RateWatch #396 – Mr. G Speaks About FHLMC & FNMA
February 28, 2004 by Dick Lepre
dicklepre@rpm-mortgage.com
What's Happening
Preliminary GDP for 4th Q was +4.1%. This is slightly above expectation and slightly better than the previous quarter. It seems to be benefiting equity and Treasury markets which may have feared the unexpected. The Chain Deflator (a weighted measure of inflation) was +1.2% - slightly higher than expectation but well within tolerance.
Mr. G Speaks
In case you have not been paying attention, Fed Chairman Greenspan this week laid out what is
probably a broader agenda than either political party will come up with this summer.
Greenspan suggested:
1) the tax cuts (of last year) should be made permanent
2) the real problem is us baby-boomers who are going to suck social security dry
3) people who's jobs are offshored should stop complaining and get on with their lives
4) GSE's (FHLMC & FNMA) represent a threat to the economy akin to al Qaeda
Fortunately, he expressed no opinions about gay marriage.
Tax cuts and social security are significant issues. Let's talk about the FHLMC/FNMA thing here.
Since no one can concoct sentences quite like Greenspan I am going to boost some of his material.
"... there are many ways to enhance the attractiveness of homeownership at significantly less potential cost to taxpayers than through the opaque and circuitous GSE paradigm currently in place."
I particularly love the last sentence. If Bush could stand up and utter a sentence like that the Democrats would probably call off their convention.

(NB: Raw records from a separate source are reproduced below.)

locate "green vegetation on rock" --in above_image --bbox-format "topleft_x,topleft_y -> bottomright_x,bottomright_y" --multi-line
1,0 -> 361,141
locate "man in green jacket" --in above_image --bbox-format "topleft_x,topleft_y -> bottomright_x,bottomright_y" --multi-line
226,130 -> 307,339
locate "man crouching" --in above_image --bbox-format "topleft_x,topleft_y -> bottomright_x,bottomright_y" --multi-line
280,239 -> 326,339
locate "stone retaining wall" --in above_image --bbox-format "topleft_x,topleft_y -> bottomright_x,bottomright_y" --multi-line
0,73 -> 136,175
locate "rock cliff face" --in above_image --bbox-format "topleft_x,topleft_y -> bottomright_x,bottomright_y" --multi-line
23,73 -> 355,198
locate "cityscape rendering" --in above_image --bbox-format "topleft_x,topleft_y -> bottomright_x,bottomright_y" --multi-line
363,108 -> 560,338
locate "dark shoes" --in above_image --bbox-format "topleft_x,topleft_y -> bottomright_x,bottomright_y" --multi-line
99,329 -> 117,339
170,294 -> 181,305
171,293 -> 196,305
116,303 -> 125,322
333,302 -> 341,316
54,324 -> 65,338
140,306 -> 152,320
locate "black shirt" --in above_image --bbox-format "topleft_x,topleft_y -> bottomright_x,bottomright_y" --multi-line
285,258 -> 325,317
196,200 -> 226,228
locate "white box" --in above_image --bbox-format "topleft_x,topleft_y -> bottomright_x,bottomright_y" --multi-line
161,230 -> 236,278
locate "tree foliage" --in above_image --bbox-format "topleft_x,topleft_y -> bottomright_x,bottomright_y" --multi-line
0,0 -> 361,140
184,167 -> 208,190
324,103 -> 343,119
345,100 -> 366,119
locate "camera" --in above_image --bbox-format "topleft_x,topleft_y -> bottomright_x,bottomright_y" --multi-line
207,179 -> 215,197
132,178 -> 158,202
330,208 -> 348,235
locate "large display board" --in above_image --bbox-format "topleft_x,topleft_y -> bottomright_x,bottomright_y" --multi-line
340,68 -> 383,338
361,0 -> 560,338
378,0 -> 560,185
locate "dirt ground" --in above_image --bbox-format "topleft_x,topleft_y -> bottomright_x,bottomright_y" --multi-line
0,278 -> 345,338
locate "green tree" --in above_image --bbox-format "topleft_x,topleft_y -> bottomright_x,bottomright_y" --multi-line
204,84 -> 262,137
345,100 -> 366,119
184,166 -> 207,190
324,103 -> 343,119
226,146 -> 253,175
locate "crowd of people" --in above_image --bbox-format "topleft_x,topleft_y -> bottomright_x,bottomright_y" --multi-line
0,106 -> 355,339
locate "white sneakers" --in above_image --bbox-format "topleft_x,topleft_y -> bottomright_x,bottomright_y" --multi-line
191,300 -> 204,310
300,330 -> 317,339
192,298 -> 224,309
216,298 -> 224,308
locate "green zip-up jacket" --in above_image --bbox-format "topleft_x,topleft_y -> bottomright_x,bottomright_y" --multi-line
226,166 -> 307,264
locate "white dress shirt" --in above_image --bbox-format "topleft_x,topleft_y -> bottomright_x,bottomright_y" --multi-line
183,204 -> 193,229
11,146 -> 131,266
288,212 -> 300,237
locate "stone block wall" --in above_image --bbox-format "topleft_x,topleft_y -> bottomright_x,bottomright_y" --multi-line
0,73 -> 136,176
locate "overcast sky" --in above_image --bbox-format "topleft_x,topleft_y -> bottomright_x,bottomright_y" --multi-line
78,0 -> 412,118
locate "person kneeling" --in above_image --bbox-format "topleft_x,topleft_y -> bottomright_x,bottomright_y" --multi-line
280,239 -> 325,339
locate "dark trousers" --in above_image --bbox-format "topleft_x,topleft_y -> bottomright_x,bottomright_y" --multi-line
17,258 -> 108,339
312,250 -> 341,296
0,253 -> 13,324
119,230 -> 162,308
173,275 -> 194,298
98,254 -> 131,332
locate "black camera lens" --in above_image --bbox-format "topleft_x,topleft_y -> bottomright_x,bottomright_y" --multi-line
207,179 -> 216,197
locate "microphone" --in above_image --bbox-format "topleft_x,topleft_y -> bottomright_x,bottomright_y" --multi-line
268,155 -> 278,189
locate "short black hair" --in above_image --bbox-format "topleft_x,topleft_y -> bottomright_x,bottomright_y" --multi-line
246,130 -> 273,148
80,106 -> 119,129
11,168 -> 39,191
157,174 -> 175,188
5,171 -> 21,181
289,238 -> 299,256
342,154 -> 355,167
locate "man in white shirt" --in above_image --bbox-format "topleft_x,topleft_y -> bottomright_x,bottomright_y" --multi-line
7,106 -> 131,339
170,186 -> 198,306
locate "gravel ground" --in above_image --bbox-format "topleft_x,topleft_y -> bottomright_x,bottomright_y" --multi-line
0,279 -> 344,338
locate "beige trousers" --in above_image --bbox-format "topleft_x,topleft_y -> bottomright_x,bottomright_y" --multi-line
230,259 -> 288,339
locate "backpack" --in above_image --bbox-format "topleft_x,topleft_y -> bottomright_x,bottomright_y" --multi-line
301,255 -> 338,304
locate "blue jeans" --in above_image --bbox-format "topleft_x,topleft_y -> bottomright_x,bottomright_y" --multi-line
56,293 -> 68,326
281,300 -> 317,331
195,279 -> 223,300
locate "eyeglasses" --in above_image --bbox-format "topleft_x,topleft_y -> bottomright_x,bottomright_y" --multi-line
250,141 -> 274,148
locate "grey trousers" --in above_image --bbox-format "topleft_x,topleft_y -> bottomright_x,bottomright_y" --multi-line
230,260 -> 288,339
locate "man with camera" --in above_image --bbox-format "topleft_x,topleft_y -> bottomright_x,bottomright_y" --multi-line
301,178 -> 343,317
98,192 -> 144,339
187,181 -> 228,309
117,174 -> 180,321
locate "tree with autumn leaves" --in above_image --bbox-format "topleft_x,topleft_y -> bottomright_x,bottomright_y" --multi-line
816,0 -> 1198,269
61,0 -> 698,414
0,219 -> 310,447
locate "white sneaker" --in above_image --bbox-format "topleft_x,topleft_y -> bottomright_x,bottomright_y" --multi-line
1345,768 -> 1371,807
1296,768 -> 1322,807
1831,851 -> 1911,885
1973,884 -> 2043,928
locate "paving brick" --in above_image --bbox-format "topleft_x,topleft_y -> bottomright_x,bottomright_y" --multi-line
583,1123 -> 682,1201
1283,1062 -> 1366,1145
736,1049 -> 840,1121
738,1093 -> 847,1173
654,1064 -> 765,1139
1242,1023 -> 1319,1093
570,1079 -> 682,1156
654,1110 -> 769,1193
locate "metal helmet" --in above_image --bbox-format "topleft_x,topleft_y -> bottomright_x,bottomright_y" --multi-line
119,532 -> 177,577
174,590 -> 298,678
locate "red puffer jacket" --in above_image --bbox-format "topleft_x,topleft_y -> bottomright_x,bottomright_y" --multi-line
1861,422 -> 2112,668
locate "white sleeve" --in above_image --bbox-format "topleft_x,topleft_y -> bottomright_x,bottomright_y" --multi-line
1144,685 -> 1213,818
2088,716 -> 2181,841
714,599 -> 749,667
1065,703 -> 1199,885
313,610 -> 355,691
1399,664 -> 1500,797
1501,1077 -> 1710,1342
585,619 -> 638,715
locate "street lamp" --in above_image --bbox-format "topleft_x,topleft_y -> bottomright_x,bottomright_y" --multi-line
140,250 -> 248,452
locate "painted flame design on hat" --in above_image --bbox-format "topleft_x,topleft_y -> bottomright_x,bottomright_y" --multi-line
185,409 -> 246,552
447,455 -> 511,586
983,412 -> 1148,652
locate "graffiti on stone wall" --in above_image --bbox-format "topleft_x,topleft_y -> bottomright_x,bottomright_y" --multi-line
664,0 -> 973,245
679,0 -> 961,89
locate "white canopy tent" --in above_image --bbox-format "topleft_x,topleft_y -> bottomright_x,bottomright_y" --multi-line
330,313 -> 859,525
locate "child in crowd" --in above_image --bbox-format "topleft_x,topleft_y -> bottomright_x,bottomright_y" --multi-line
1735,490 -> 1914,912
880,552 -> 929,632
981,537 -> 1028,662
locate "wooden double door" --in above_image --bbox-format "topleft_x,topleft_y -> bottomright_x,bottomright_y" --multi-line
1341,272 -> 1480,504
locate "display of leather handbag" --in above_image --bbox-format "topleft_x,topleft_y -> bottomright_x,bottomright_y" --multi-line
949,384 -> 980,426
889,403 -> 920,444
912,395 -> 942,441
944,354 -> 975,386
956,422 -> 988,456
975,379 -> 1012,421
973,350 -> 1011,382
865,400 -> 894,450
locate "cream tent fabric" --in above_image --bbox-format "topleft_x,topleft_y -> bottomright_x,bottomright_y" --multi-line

Just kidding.
The proposition is that homeownership is good. It leads to social stability.
"During the 1980s and early 1990s, Fannie Mae and Freddie Mac (hereafter Fannie and Freddie) contributed importantly to the development of the secondary mortgage markets for home loans and to the diversification of funding sources for depository institutions and other mortgage originators. Although the risk that a home mortgage borrower may default is small for any individual mortgage, risks can be substantial for a financial institution holding a large volume of mortgages for homes concentrated in one area or a few areas of the country. The possible consequences of such concentration of risk were vividly illustrated by the events of the 1980s, when oil prices fell and the subsequent economic distress led to numerous mortgage defaults in Texas and surrounding states. The secondary markets pioneered by Fannie and Freddie permit mortgage lenders to diversify these risks geographically and thus to extend more safely a greater amount of residential mortgage credit than might otherwise be prudent."
The primary beneficial function of Fannie and Freddie, thus, is mortgage securitization. Beyond the conforming mortgage market other debt markets have mimicked the models of Freddie and Fannie. These include: auto loans, credit cards, nonconforming mortgages and commercial
mortgages. This debt securitization has created a stable credit supply because it has tapped into
an enormous pool of assets. I may get a mortgage and be using the money of banks, S&L's, insurance companies, pension funds, Harvard University's endowments, Alex Rodriguez's CD's or Bill Gates' lunch money.
"Given their history of innovation in mortgage-backed securities, why do Fannie and Freddie now generate such substantial concern? The unease relates mainly to the scale and growth of the mortgage-related asset portfolios held on their balance sheets. That growth has been facilitated, as least in part, by a perceived special advantage of these institutions that keeps normal market
restraints from being fully effective. The GSEs' special advantage arises because, despite the explicit statement on the prospectus to GSE debentures that they are not backed by the full faith and credit of the U.S. government, most investors have apparently concluded that during a crisis the federal government will prevent the GSEs from defaulting on their debt. An implicit guarantee is thus created not by the Congress but by the willingness of investors to accept a lower rate of interest on GSE debt than they would otherwise require in the absence of federal sponsorship."
Greenspan is BS'ing here. If Freddie or Fannie tanks the Fed will stand behind their debt even though Mr. Greenspan may say otherwise. The guarantee is not explicit but it is certainly implicit.
Freddie and Fannie are successful, in part, because they can hedge their positions on the assets that they are taking the rate-risk on. If their model fails, they may suffer significant losses. That
is Greenspan's concern.
Greenspan is suggesting that their be new oversight of the GSE's and that oversight be under the Treasury Department. He is also suggesting that GSE's may need some regulation relating to
reserve requirement such as are imposed on banks and S&L's.
Freddie and Fannie has been under attack by commercial banks because these GSE's have
devoured a large part of the market share and potential profits from the mortgage business.
The flap last year about FHLMC's understated earnings in an attempt to smooth those
earnings into other quarters and paint a picture of a corporation with smooth, solid
earnings, has served to create skepticism.
Where this will lead is hard to tell. We folks in the mortgage business have gotten used to thinking
of Freddie and Fannie as "good guys" who keep rates low. In fact they have laid a large part of the groundwork for mortgage securitization and, perhaps, a broader selection of mortgage securitizers may actually better serve the home buying public.